CS4843-Spark Setup & Programming Solved

Starting from:

$30

1. Continue with your hadoop cluster setup from Assignment 2. Make sure that the Namenode, and Datanodes are running. Make sure that the NYPD crime report is uploaded to HDFS. The crime report is available at
http://cs.utsa.edu/~plama/CS4843/NYPD_Complaint_Data_Current_YTD.csv

3. Write a Spark program (one program only) to answer the following:
What are the top 3 crime types (use OFNS_DESC) that were reported in the month of July (use RPT_DT)? Crime types should be ranked based on the number of crimes reported in the month of July.

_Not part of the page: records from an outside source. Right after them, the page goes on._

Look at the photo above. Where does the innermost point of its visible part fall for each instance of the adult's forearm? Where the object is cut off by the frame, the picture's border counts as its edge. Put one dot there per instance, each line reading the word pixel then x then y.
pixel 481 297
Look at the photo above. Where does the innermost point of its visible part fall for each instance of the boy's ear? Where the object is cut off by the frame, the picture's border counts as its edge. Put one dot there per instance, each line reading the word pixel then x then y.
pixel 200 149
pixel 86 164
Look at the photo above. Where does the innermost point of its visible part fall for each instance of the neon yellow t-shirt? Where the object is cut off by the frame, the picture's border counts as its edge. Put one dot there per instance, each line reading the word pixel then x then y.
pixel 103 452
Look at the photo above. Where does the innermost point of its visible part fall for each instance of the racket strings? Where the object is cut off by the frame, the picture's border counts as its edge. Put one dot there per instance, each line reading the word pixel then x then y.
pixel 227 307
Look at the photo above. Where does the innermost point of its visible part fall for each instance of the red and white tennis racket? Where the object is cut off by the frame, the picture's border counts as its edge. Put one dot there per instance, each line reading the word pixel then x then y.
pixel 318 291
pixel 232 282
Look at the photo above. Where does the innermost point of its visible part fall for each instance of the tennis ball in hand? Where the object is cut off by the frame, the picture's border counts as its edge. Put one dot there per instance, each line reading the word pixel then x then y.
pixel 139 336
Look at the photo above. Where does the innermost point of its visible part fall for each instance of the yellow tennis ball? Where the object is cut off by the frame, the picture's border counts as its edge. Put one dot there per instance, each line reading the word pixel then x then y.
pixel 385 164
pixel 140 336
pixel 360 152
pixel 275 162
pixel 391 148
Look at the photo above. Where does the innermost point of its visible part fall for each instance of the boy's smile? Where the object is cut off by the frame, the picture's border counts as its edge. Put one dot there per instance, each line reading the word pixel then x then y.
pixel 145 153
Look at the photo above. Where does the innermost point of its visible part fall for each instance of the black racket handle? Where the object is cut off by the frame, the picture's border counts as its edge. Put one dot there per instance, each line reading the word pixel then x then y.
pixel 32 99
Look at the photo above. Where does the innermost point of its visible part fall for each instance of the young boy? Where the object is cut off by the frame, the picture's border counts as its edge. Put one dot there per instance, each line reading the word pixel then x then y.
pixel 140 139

How many crimes of type DANGEROUS WEAPONS were reported in the month of July ?

Hints
- The following Spark transformations and actions will be useful.
Transformations : filter, map, reduceByKey, sortByKey etc. Actions: take, count etc.

Reading CSV file:
The NYPD police report is a CSV file. Please note that some of the comma separated values in this file have commas embedded inside double quotes. Therefore, a simple split(“,”) function will incorrectly split those special values. In order to avoid this issue, you need to import and use Python’s CSV module as follows:

from csv import reader

from pyspark.mllib.clustering import KMeans from pyspark import SparkContext import numpy as np

sc = SparkContext(appName="MySparkProg")
sc.setLogLevel("ERROR")
data = sc.textFile("hdfs://ipaddr:54310/hw2-input/")

# use csv reader to split each line of file into a list of elements.